The orchestra conducted by Christopher Eschenbach, played the sixth symphony of Anton Bruckner. The concert was offered to the Pope and the Synod Fathers by the "Fondazione pro Musica e Arte Sacra" (Foundation for Music and Sacred Art) in order to commemorate the bi-millennium birth of St. Paul, the Apostle to the Gentiles.

 

In brief remarks delivered at the basilica of Saint Paul Outside-the-Walls, Benedict XVI expressed his delight at attending the Vienna Philharmonic's "masterly" interpretation of Bruckner's symphony.

 

"We could say that Anton Bruckner, drawing from the Austrian Baroque and the Schubertian tradition of popular song, brought the romantic process of interiorization to its extreme consequences."  The Pontiff also commented that "listening to this famous composition in the basilica dedicated to St. Paul, we are spontaneously drawn to a passage from the First Letter to the Corinthians in which the Apostle, having spoken of the diversity and unity of charisms, compares the Church to the human body, made up of members very different one from the other but all indispensable to its correct functioning.
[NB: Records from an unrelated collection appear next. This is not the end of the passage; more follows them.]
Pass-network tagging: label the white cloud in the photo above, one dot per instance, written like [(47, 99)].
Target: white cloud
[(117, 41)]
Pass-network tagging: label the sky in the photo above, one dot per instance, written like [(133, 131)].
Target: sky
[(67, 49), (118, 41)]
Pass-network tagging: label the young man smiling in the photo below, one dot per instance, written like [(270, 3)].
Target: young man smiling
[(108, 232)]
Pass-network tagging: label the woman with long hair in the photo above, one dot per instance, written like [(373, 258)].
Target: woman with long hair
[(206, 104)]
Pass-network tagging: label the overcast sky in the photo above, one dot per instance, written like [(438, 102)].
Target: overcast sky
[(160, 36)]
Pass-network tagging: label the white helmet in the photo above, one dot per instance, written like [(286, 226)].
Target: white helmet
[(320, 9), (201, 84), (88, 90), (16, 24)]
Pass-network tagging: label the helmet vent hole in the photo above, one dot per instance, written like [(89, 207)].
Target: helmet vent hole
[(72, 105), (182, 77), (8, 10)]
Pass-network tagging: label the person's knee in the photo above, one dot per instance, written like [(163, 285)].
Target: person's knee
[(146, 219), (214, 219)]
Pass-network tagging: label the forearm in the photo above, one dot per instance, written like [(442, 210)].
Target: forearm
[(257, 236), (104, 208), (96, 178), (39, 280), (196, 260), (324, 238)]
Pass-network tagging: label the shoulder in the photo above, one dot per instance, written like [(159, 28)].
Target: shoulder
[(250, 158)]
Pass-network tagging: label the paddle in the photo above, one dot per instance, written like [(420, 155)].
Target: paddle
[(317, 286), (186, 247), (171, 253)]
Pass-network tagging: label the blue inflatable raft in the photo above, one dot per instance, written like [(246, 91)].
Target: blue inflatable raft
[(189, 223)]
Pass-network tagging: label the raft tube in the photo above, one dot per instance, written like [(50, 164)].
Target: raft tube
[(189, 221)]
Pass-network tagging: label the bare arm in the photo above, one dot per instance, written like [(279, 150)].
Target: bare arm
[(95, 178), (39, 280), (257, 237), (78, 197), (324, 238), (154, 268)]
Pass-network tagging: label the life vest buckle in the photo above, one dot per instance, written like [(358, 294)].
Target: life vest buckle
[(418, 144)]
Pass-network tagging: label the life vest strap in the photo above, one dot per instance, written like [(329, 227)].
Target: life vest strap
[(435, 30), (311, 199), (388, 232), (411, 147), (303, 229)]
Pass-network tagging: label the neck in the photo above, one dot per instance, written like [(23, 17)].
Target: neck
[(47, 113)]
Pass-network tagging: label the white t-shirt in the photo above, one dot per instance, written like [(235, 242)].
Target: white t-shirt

In the same way, this orchestra and choir are formed of various instruments and voices which, in harmony together, produce a melody sweet to the ear and to the spirit."

 

The Pope also expressed his hope that the basilica of St. Paul's Outside-the-Walls, "may truly become a fulcrum for liturgical, spiritual and artistic initiatives that aim to rediscover his missionary work and theological ideas."